Quills, l’esprit de Sade revisité à Paris par Robert Lepage

Le théâtre national de La Colline a présenté Quills, l’histoire imaginée du Marquis de Sade, aux derniers jours de sa vie, enfermé à la prison de Charenton. Mis en scène par Jean-Pierre Cloutier et Robert Lepage et interprété magistralement par Robert Lepage, ce spectacle pose la question de la censure et de la liberté d’expression dans notre monde contemporain. Rires, surprises et stupéfaction ont accompagné les spectateurs du 6 au 18 février dernier.

Par Romain Lambic

Doug Wright, auteur de théâtre américain, a écrit Quills, une pièce de théâtre imaginant la fin de vie du célèbre Marquis de Sade en l’asile de Charenton. Entouré de fous, le Marquis (magistralement interprété par Robert Lepage) jouit d’une certaine bienveillance et liberté pour l’écriture de ses oeuvres. Il se plaît notamment à conter ses histoires les plus obscènes et scabreuses à la jeune blanchisseuse, Madeleine.
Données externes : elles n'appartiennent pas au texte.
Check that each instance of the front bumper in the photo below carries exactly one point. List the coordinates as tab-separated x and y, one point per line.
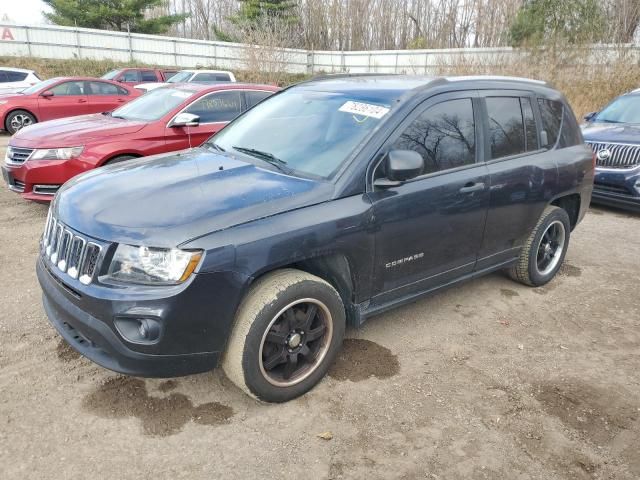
617	188
191	340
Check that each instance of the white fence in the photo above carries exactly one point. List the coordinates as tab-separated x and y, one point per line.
67	42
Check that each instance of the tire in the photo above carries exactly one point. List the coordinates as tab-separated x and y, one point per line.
286	314
544	251
121	158
19	119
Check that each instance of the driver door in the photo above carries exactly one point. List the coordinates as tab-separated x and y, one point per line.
215	111
69	99
429	229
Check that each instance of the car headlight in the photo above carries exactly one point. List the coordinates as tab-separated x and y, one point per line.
56	153
164	266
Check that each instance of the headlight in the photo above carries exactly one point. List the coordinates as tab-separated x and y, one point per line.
56	153
152	265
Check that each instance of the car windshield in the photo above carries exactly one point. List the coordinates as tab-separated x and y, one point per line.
180	77
153	105
304	131
39	86
625	109
110	75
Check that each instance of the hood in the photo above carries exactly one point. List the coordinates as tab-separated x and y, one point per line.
611	133
164	201
71	131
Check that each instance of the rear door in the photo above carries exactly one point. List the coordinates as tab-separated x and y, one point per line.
104	96
523	175
215	111
429	229
68	99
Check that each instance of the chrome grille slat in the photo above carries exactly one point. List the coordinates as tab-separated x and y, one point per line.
622	156
69	252
18	155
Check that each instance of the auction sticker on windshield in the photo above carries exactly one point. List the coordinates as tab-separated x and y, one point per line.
364	109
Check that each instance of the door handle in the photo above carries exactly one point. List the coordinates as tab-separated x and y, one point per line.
472	187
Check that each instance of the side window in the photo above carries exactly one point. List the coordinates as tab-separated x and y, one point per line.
131	76
551	114
68	88
103	88
254	98
217	107
444	135
530	130
149	76
506	126
570	134
16	76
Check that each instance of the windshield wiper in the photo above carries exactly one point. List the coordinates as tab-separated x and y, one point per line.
270	158
215	146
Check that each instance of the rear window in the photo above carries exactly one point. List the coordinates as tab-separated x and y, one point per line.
149	76
211	77
16	76
506	126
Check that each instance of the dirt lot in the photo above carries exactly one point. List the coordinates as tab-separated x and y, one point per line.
488	380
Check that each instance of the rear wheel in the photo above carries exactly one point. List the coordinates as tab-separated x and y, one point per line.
287	333
543	253
19	119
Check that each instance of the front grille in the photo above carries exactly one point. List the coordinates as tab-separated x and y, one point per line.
17	155
619	155
16	186
70	253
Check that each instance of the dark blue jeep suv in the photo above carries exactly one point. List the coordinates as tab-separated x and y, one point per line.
327	203
614	136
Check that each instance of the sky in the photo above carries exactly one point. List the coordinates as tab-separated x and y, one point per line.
22	11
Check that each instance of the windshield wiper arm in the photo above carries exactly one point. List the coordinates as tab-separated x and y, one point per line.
215	146
270	158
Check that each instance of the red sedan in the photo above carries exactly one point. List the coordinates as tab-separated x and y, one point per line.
42	157
61	97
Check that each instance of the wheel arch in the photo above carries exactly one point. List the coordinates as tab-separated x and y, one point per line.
335	269
16	109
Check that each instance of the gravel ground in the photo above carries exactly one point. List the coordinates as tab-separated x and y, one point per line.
490	379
Sous le commandement d’un médecin envoyé par Napoléon pour faire taire le Marquis et empêcher la diffusion de ses oeuvres à l’extérieur de l’asile, l’abbé Coulmier (joué ici par l’excellent Pierre-Yves Cardinal), en charge de l’établissement, tente à contrecoeur de censurer le personnage. Malgré une certaine complicité, le Marquis parvient à pousser l’abbé dans les retranchements de sa foi et de ses pensées, phénomène accentué par un drame.

La mise en scène de cette pièce, assurée par Robert Lepage et Jean-Pierre Cloutier, est très ingénieuse. La scène, tournante, est petite mais s’agrandit par des jeux de miroir et de lumière, qui accentuent les différents tons adoptés dans cette oeuvre. L’esprit libertin et sans limites du Marquis de Sade y sont parfaitement représentés et mis à nu. 

Dénoncer la censure d’hier et d’aujourd’hui

« [Le Marquis] dénonçait quelque chose qui fait partie de la nature humaine, que certaines personnes pratiquaient déjà depuis longtemps, mais il était le premier à amener cela dans l’espace public, rappelle Jean-Pierre Cloutier. J’aime aussi cette vision de la personnalité artistique qui est présentée dans la pièce comme étant une pulsion vive et incontrôlable. Même si le Marquis est conscient de l’impact de son écriture, il ne pouvait pas nier sa nature profonde ».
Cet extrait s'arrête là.